REVIEW: The Nice Guys

17 05 2016

“Kids these days know too much,” bemoans Russell Crowe’s private enforcer Jackson Healey at the start of “The Nice Guys.” It’s the classic set-up for a film noir – a world-weary narrator imparts an unsolicited bit of cynical wisdom about the current state of affairs. Granted, Healey has the misfortune of cruising around 1977 Los Angeles, the city where the genre was born, at its smoggiest and smuttiest.

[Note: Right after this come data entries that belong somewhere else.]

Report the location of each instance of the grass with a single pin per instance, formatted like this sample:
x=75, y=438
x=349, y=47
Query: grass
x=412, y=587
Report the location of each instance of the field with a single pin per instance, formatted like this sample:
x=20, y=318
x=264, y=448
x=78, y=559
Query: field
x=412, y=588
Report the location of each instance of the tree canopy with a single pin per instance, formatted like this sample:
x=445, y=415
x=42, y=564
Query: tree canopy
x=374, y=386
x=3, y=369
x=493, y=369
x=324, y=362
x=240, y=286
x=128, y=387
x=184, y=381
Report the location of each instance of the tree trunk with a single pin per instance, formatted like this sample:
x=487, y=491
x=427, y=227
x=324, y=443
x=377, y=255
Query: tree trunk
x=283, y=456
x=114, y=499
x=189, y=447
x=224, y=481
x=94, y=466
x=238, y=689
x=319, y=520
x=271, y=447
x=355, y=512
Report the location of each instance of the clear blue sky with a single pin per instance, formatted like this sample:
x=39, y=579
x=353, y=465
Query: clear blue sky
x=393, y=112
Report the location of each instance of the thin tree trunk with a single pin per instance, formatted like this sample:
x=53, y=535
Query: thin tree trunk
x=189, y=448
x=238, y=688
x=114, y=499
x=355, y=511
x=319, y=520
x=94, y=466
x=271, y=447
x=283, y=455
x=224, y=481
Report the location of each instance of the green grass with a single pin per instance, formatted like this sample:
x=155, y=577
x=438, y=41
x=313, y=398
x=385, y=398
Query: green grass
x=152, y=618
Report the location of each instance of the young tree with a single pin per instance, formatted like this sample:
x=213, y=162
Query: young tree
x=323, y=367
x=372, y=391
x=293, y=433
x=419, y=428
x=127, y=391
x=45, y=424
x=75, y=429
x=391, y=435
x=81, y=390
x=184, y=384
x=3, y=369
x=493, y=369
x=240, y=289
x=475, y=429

The setting is the perfect playground for writer/director Shane Black to collide many different scenes and styles into one another. There’s the pre-AIDS pornography crowd so memorably profiled in Paul Thomas Anderson’s “Boogie Nights,” the Philip Marlowe detective escapades of “Inherent Vice” or Robert Altman’s “The Long Goodbye,” along with the ominously pervasive civic corruption of Roman Polanski’s “Chinatown.” And all the madness of the era gets filtered through the main narrative engine of a buddy cop film, the very genre that put Black’s writing on the map with 1987’s “Lethal Weapon.”

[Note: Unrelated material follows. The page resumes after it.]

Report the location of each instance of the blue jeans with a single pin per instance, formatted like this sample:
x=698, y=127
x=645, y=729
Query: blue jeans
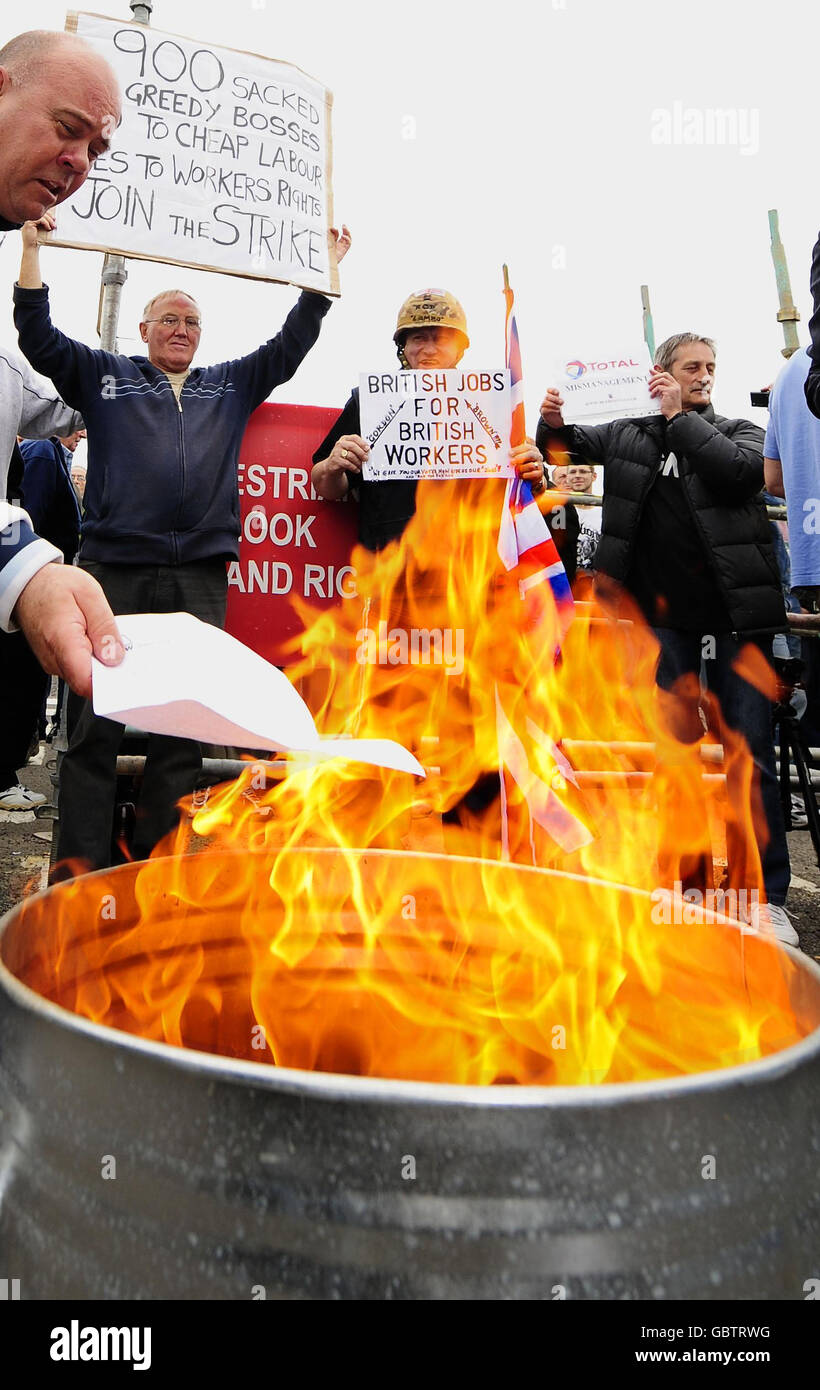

The film might sound like an odd grab-bag of references or – worse – an uninspired remix. “The Nice Guys” is anything but. Black, along with co-writer Anthony Bagarozzi, puts together a wild ride for two private eyes that tours the landscape with fun, laughter and insight to spare.

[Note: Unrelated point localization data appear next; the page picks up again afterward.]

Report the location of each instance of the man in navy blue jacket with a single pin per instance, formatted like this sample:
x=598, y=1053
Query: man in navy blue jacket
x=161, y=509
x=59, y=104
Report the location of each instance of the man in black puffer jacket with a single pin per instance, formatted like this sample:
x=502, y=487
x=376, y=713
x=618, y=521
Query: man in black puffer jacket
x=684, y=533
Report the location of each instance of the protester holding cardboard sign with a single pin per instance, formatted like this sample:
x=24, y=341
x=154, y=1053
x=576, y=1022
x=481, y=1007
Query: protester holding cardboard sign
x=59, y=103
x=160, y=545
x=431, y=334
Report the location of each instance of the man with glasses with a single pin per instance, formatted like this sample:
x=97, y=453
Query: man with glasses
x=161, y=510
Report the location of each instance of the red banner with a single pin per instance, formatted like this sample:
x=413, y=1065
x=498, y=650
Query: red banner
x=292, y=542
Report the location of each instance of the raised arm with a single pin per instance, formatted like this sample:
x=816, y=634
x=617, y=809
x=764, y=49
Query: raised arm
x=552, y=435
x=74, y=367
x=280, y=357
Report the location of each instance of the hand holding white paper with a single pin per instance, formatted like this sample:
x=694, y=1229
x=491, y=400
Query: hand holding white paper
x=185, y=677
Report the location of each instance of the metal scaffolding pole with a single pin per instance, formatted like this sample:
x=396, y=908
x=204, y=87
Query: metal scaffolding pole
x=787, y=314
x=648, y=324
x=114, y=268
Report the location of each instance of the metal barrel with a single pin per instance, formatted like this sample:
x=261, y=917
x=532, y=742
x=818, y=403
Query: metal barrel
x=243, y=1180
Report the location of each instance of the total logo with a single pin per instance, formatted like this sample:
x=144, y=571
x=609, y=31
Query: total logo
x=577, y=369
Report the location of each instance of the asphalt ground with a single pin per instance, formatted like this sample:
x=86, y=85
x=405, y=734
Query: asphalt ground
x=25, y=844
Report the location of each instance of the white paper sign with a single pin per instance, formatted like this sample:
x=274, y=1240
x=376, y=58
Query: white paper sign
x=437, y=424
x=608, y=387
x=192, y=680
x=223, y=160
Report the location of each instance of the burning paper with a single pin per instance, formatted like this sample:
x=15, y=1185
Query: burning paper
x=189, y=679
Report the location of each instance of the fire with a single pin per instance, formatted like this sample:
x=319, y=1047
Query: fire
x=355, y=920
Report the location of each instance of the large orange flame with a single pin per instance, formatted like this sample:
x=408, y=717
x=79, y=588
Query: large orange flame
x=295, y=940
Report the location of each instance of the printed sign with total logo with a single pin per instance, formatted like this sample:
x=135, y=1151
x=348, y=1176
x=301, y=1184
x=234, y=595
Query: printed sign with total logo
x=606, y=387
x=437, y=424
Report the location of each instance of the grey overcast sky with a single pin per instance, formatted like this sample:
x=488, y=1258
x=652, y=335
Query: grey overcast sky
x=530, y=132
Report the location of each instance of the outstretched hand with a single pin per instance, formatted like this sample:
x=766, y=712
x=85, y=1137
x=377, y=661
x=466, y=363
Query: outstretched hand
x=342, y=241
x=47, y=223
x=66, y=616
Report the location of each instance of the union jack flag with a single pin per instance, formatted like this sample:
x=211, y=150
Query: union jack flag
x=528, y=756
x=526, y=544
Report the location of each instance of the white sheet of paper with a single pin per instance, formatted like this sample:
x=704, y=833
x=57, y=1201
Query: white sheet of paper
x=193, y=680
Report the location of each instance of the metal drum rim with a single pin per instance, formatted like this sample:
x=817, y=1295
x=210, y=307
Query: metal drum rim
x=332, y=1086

Though the unspectacularly effective Healey may be the first character introduced, Ryan Gosling absolutely steals the show as bumbling private eye Holland March. He whips out comedic chops that were only faintly glimpsed in previous films like “Crazy Stupid Love” and “The Big Short.” Remarkably, however, Black makes his incompetence and lacking masculinity a font of great humor – but rarely the punchline. Gosling willingly and gleefully sends up the hyper-macho persona he cultivated so carefully in films like “Drive,” adding a nice meta level to the performance as well.

March might blunder far more than his unwitting companion, yet “The Nice Guys” never falls into a simple comic man-straight man routine. Each characters gets their successes and their setbacks; not knowing whose will come at what moment makes the film even more exciting to watch.